6. If for each eigenvalue the geometric multiplicity equals the algebraic multiplicity, then you take the $n$ eigenvectors you found and put them in the columns of a matrix $P$. Put the eigenvalues in the same order on the diagonal of a matrix $D$.
7. Check that $AP=PD$.

Note that step 4 only requires you to find the row echelon form of $A - \lambda I$, as the number of free variables here is the geometric multiplicity.

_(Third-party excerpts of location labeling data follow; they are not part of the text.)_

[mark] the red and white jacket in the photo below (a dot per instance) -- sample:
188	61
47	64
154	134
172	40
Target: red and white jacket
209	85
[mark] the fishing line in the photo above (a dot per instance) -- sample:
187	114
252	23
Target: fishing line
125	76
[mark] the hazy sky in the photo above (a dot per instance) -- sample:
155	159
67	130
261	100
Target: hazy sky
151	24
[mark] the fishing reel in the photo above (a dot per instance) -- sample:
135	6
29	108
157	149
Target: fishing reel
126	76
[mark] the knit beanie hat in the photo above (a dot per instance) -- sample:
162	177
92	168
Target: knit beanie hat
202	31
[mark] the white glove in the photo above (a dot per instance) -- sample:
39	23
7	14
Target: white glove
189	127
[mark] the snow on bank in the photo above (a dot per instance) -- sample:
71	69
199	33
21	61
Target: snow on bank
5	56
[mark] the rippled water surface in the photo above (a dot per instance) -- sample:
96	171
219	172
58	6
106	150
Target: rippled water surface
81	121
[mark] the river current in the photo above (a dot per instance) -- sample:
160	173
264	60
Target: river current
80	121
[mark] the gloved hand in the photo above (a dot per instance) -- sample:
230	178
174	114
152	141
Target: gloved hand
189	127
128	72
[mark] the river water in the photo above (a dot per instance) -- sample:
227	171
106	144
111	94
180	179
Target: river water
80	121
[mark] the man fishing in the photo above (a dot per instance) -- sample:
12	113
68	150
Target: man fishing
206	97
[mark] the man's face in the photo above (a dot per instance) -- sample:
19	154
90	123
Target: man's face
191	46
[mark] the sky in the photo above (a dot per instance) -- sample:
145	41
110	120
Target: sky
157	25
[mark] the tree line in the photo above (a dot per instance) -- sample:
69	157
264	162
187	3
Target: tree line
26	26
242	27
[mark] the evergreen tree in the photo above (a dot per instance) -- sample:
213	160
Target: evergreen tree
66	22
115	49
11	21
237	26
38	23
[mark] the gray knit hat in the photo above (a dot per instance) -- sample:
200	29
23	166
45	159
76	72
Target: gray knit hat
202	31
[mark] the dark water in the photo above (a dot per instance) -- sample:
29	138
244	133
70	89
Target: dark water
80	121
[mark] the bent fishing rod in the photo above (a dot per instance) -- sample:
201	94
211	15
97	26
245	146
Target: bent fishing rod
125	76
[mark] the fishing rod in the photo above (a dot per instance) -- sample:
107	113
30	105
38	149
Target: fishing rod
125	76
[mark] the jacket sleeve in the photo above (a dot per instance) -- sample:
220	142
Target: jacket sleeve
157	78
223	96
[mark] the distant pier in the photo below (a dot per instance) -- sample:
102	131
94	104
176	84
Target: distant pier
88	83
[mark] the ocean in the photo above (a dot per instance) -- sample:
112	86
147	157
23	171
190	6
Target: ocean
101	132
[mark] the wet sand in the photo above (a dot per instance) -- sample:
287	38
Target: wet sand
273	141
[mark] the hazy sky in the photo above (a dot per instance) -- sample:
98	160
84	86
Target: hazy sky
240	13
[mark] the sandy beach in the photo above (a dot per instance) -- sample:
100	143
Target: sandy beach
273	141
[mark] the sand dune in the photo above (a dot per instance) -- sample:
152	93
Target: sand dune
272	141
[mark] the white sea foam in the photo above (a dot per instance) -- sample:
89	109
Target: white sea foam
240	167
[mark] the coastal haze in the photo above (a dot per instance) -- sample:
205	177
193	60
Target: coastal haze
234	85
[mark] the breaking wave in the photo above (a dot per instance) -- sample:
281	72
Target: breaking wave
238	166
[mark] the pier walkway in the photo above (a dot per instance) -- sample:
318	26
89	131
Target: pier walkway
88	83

In step 5, you solve the system.

I still owe you a proof of:

Lemma 4.26: If $\lambda_1$ is an eigenvalue of an $n \times n$ matrix $A$, then $$\text{geometric multiplicity of } \lambda_1 \leqslant \text{algebraic multiplicity of } \lambda_1$$

Proof (more direct than in text): Suppose that $\lambda_1$ is an eigenvalue of $A$ with geometric multiplicity $g$, and let $\vv_1, \ldots, \vv_g$ be a basis for $E_{\lambda_1}$, so $$A \vv_i = \lambda_1 \vv_i \qtext{for each i.}$$ Let $Q$ be an invertible matrix whose first $g$ columns are $\vv_1, \ldots, \vv_g$: $$Q = [ \, \vv_1 \, \cdots \, \vv_g \qtext{other vectors} ]$$ Since $Q^{-1} Q = I$, we know that $Q^{-1} \vv_i = \ve_i$ for $1 \leqslant i \leqslant g$. Also, the first $g$ columns of $A Q$ are $\lambda_1 \vv_1, \ldots, \lambda_1 \vv_g$. So the first $g$ columns of $Q^{-1} A Q$ are $\lambda_1 \ve_1, \ldots, \lambda_1 \ve_g$. Therefore the matrix $Q^{-1} A Q$ has $\lambda_1$ as an eigenvalue with algebraic multiplicity at least $g$. But $Q^{-1} A Q$ has the same characteristic polynomial as $A$, so $\lambda_1$ must also have algebraic multiplicity at least $g$ for $A$.$\quad\Box$.